M. VASSILY A. NEBENZIA (Fédération de Russie) s’est félicité de la tenue de cette séance, à la suite de la violation « gravissime » de la résolution 1244 (1999) du Conseil de sécurité que constitue la décision « illégale » de Pristina de créer une véritable force armée au Kosovo. Il a balayé l’argument selon lequel il s’agirait d’une décision « souveraine », avant de rappeler que sa délégation avait demandé, « en vain », une surveillance de la situation sur le terrain, compte tenu des risques d’aggravation qui pèsent sur elle. La décision de militariser la Force de sécurité du Kosovo est en violation de la résolution 1244 (1999), a-t-il tranché, en déplorant par ailleurs l’absence de progrès politiques en vue de relancer le dialogue entre Belgrade et Pristina. Or, la région continue d’être le sanctuaire de combattants terroristes étrangers en provenance de Syrie et d’Iraq, et un risque sécuritaire accru se pose après la hausse des droits de douane imposés par Pristina, a déploré M. Nebenzia. La violation « flagrante » de la résolution 1244 (1999) a en outre bénéficié de l’appui de certains membres de ce Conseil, a-t-il accusé.

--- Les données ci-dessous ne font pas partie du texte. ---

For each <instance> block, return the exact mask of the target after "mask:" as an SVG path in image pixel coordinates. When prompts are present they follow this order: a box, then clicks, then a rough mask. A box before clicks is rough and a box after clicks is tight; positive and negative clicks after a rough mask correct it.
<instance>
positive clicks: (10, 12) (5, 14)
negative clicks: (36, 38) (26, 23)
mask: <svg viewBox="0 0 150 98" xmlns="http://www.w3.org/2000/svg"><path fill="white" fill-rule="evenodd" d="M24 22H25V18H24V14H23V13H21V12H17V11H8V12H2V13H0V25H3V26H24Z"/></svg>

La délégation russe s’est ensuite déclarée déçue de la position de l’Union européenne, qui « d’un côté se prétend un observateur objectif et, de l’autre, encourage le Kosovo à créer sa propre armée ». Selon elle, l’apparition de cette armée représente une « menace existentielle » pour les Serbes. Le représentant a dénoncé les criminels albanais qui se sont livrés au trafic d’organes humains, lesquels n’ont toujours pas été traduits en justice, affirmant qu’« il est difficile de prendre au sérieux les tentatives d’y faire face ». Il s’est également élevé contre les attaques perpétrées dans les communautés serbes au Kosovo, qui auraient pour objet de s’emparer de leurs territoires. Il a assuré qu’il faut prendre au sérieux l’appel lancé par la Serbie en cas d’entrée de forces albanaises sur son territoire, affirmant que « Belgrade se défendra ». Pour la Fédération de Russie, il faut « immédiatement annuler » la décision de créer une armée du Kosovo. Elle a espéré que l’Union européenne s’efforcerait de convaincre Pristina de « faire marche arrière », avant d’estimer que l’examen trimestriel du rapport du Secrétaire général doit être maintenu et que le Conseil de sécurité doit suivre cette situation « de très près ».
M. KAREL JAN GUSTAAF VAN OOSTEROM (Pays-Bas) a affirmé qu’« en tant qu’État souverain, le Kosovo devrait avoir le droit de créer ses propres institutions », tout en estimant que la transformation de ses forces de sécurité devait se faire dans le cadre d’un processus transparent et inclusif et conforme à la Constitution du Kosovo. Il a encouragé le Kosovo à travailler sur cette transformation en consultation avec l’OTAN et d’autres acteurs internationaux pertinents. Il a insisté sur l’importance de l’inclusivité pour que ce processus sur 10 ans reçoive le soutien de tous au Kosovo, en particulier de ses communautés non-majoritaires.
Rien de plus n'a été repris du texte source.